Senior Software Engineer - Datacenter Systems

at Nvidia
USD 184,000-287,500 per year
SENIOR
✅ On-site

Used Tools & Technologies

Not specified

Required Skills & Competences

Ansible @ 4 Grafana @ 6 Jenkins @ 4 Kubernetes @ 4 Linux @ 7 Prometheus @ 6 DevOps @ 4 Python @ 4 CI/CD @ 4 Communication @ 4 Networking @ 4 SRE @ 4 Rust @ 4 API @ 4 GPU @ 4 Observability @ 6 AI @ 4 InfiniBand @ 4 Slurm @ 3 HPC @ 4 NVLink @ 4

Details

NVIDIA's software infrastructure team builds software systems for rack, networking, and datacenter provisioning and management supporting large-scale GPU clusters connected through NVLink and InfiniBand. These clusters run HPC and AI workloads. This role contributes to stable release train architectures and Site Reliability Engineering (SRE) practices.

Responsibilities

  • Develop and manage software for hands-off datacenter provisioning and lifecycle management, including rack installation, bare-metal networking configuration, and cluster scaling.
  • Build and implement scalable release train architectures that modularize systems and enable independent, reliable release cycles.
  • Define, monitor, and enforce Service Level Indicators (SLI), Objectives (SLO), and Agreements (SLA) for core infrastructure services to ensure high availability and reliability.
  • Develop intuitive user interfaces (UIs) and APIs for internal provisioning and management tools to improve cluster operations and visibility.
  • Lead technical requirement definition: articulate requirements, inputs, outputs, and quantifiable outcomes for new infrastructure features and improvements.
  • Build and maintain CI/CD pipelines supporting fast, reliable integration and deployment across complex systems.
  • Build tools and automation workflows to simplify software releases, manage dependencies, and increase reliability.
  • Automate software updates and monitor system health to improve reliability and availability.
  • Resolve operational issues across distributed infrastructure and manage firmware and software rollouts to minimize downtime and ensure consistency.
  • Collaborate with global engineering teams to align infrastructure tools and support project goals.

Requirements

  • BS or MS in Computer Science, Computer Engineering, or a related field, or equivalent experience.
  • 8+ years of experience managing infrastructure or systems in high-performance or distributed environments.
  • Expertise in software programming using Python, Rust, C++, and Shell or similar high-level languages.
  • Practical experience with modern CI/CD tools and infrastructure-as-code frameworks such as Jenkins, GitLab, Ansible, GitOps, and Kubernetes.
  • Ability to use AI coding tools and agents effectively to increase efficiency.
  • Strong understanding of Linux, networking, and distributed system building.
  • Ability to break down monolithic systems into scalable, loosely coupled components.
  • Excellent communication and collaboration skills across multi-functional areas.

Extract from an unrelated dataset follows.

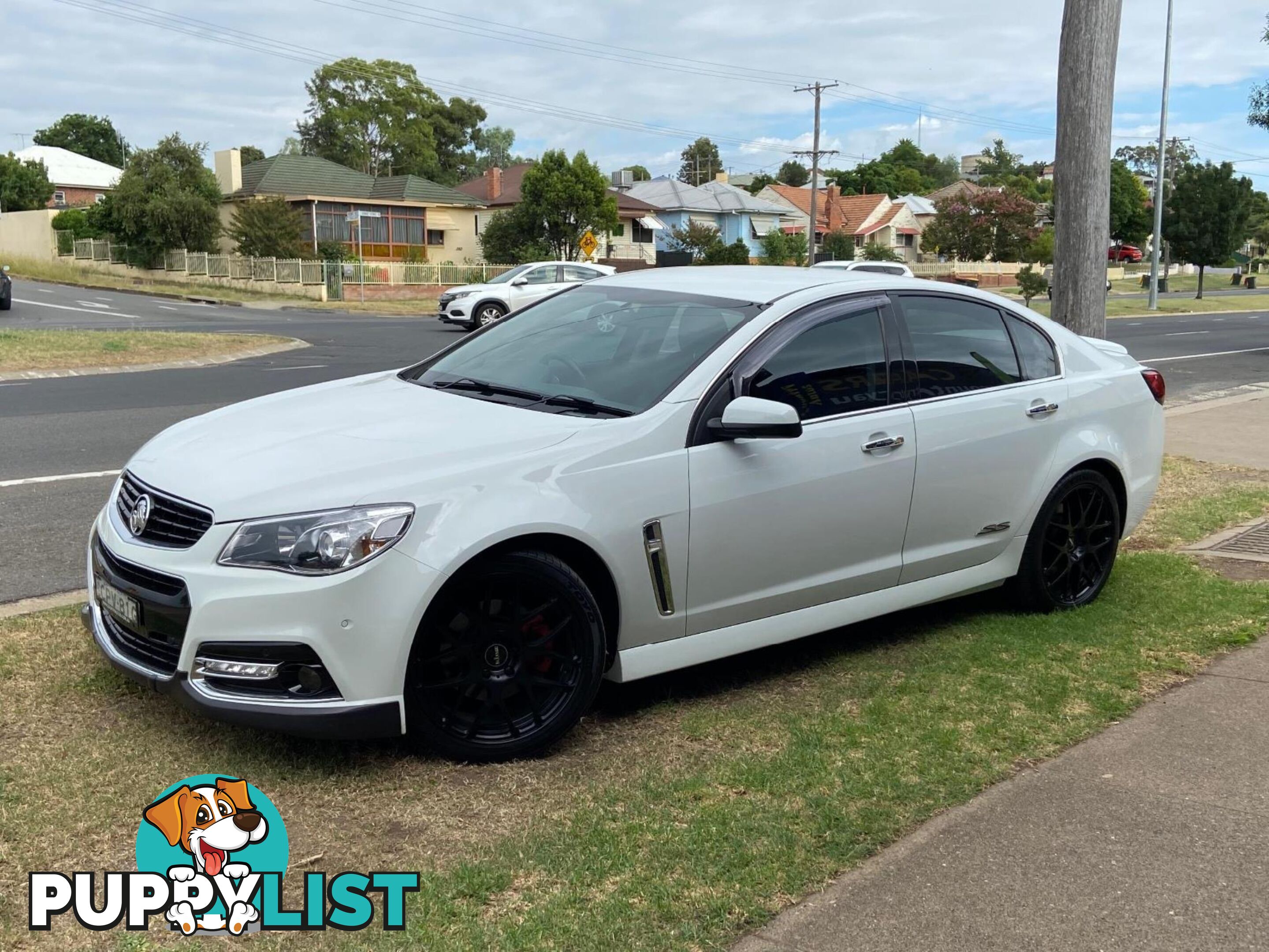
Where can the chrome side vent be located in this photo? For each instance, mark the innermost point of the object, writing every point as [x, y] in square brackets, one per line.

Ways to stand out from the crowd

  • Demonstrated experience implementing SRE practices, specifically defining and tracking SLIs, SLOs, and SLAs.
  • Proficiency with observability tools such as Prometheus and Grafana for system health monitoring and analysis.
  • Experience crafting user-facing components (front-end or CLI) for infrastructure management tools.
  • Experience with cluster management tools like Slurm and familiarity with NVIDIA DGX systems and GPU-based clusters (e.g., GB200, GB300, VR-NVL72).
  • Consistent track record leading DevOps process improvements and driving team efficiency.

Compensation & Benefits

  • Base salary range: 184,000 USD - 287,500 USD (determined based on location, experience, and pay of employees in similar positions).
  • Eligible for equity and benefits (link to NVIDIA benefits referenced in the posting).

Additional information

  • Applications accepted at least until May 9, 2026.
  • NVIDIA uses AI tools in its recruiting processes and is an equal opportunity employer committed to diversity.